In Palo Alto the car was not vandalized. Quite the contrary happened. A concerned citizen closed the hood when it started to rain a few days after the car was abandoned. Additionally, when the team drove the car back to the Stanford University campus a week later, three local residents called the police and reported that an abandoned car was being stolen.

According to Zimbardo, this experiment’s main message is that “conditions that make us feel anonymous, when we think that others do not know us or care to, can foster antisocial, self-interested behaviors” (Zimbardo 2007).

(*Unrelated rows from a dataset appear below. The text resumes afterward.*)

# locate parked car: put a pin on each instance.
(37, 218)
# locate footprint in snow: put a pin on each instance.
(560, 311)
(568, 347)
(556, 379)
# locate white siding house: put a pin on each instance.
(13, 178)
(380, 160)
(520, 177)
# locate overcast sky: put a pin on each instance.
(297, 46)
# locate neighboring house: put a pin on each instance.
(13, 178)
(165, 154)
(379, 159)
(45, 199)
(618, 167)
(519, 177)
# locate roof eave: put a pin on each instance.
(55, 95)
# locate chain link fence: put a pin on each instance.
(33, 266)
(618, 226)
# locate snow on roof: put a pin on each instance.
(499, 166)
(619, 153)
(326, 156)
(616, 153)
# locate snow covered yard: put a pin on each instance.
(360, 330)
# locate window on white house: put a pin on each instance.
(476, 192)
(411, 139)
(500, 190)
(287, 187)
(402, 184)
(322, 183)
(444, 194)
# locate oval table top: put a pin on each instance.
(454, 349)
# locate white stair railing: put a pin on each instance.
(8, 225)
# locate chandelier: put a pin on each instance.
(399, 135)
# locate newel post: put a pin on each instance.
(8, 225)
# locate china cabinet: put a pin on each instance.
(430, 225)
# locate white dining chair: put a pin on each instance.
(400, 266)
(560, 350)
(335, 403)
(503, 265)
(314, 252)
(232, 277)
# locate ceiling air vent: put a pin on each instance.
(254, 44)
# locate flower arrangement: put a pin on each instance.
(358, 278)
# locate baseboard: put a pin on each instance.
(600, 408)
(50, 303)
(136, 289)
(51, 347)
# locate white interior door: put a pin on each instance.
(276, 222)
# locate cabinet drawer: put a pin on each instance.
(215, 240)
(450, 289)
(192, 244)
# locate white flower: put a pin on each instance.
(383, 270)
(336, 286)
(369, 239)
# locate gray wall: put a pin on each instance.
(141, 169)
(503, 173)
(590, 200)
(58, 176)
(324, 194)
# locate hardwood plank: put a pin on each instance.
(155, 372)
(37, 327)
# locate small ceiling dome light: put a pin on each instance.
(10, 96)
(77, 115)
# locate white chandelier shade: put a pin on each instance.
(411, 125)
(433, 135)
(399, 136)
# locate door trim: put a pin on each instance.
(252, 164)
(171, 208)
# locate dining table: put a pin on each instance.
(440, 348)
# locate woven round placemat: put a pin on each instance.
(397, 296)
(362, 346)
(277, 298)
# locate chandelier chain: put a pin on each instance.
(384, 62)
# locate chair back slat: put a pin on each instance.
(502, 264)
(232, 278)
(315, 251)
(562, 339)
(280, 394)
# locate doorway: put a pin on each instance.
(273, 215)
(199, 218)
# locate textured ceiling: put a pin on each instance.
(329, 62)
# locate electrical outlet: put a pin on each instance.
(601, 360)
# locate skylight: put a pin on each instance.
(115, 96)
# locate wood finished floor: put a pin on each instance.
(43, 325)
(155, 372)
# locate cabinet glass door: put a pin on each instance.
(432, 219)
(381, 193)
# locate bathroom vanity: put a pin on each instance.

When we try to apply these lessons to the situation in New York City in 1977, we can see that the neighborhoods that suffered the most destruction were also the neighborhoods that had been the most neglected. Members of these communities felt anonymous, silenced, and robbed from an identity. Consequently, they did not experience these neighborhoods as their own.

Blackout emphasizes that residents of these neighborhoods fell into three categories: 1) criminals who quickly took advantage of the darkness and lack of police presence, smashing the first windows and stealing large expensive items, 2) people who wouldn’t normally steal, but decided to take advantage of the opportunity to loot stores because “everybody was doing it,” and 3) people who did not loot at all. Since these people and their motives were wildly different we can’t know the underlying reasons for their behaviors. It was clear, however, that many looters that night were both angry and impoverished, according to Quiñonez.

“It was the neighborhoods that had been neglected that rioted, and it was basically people who were poor and hungry,” he said. “The media paints it as ‘Look at these criminals, it’s race!’ but it’s not so much race as it is class. Black people didn’t go after white people. Latinos did not go after the Italians. It was more about class. We didn’t have, so we went, not even after those who had, we went after their stuff! It’s an expression of anger. It’s an expression of neglect, and it’s an expression of need.”

Other people in Blackout also point at an element of excitement.

“Looting is a complicated thing. People do it because they’re greedy, because they need stuff,” says historian Joshua Freeman. “It’s also sometimes fun. It’s the people at the bottom being on the top for a moment, and they know it’s only for a moment, but who’s going to stop you? […] That can be a thrill.”

Not every rioter is a protester with a political agenda

The fact that all of these different motives are discussed in Blackout is refreshing. After all, not every rioter is a protester with a political agenda. Some are criminals; others are thrill seekers or opportunists.

While Manhattan recovered from the blackout as soon as the power came back on, the same can’t be said for Central and East Brooklyn. New Lots Avenue wasn’t the only street where shops remained boarded up for the next 15 years. For instance, Broadway—once 4.5 miles of thriving economic and social activity—became one of the many streets to turn desolate and dangerous.

The final nail in the coffin was the crack cocaine epidemic that began in the mid-1980s and destroyed whatever was left of these already vulnerable communities. As such, it seems inaccurate to state that the black out of 1977 was New York City’s darkest hour. Perhaps for parts of Manhattan, in other boroughs however, such as Brooklyn and the Bronx, it was only just the beginning of an even darker period characterized by gang violence, drugs, family homelessness, and AIDS.

References:

Zimbardo, Philip. 2007. The Lucifer Effect. Understanding How Good People Turn Evil, Random House, New York.


  1. Deindividuation: the immersion in a group to the point that one loses a sense of self-awareness and feels lessened responsibility for one’s actions. 

  2. Zimbardo’s book that discusses this experiment, The Lucifer Effect (2007), does not provide any context as to why he felt that people in the Bronx did not care as much about the physical and social quality of their life.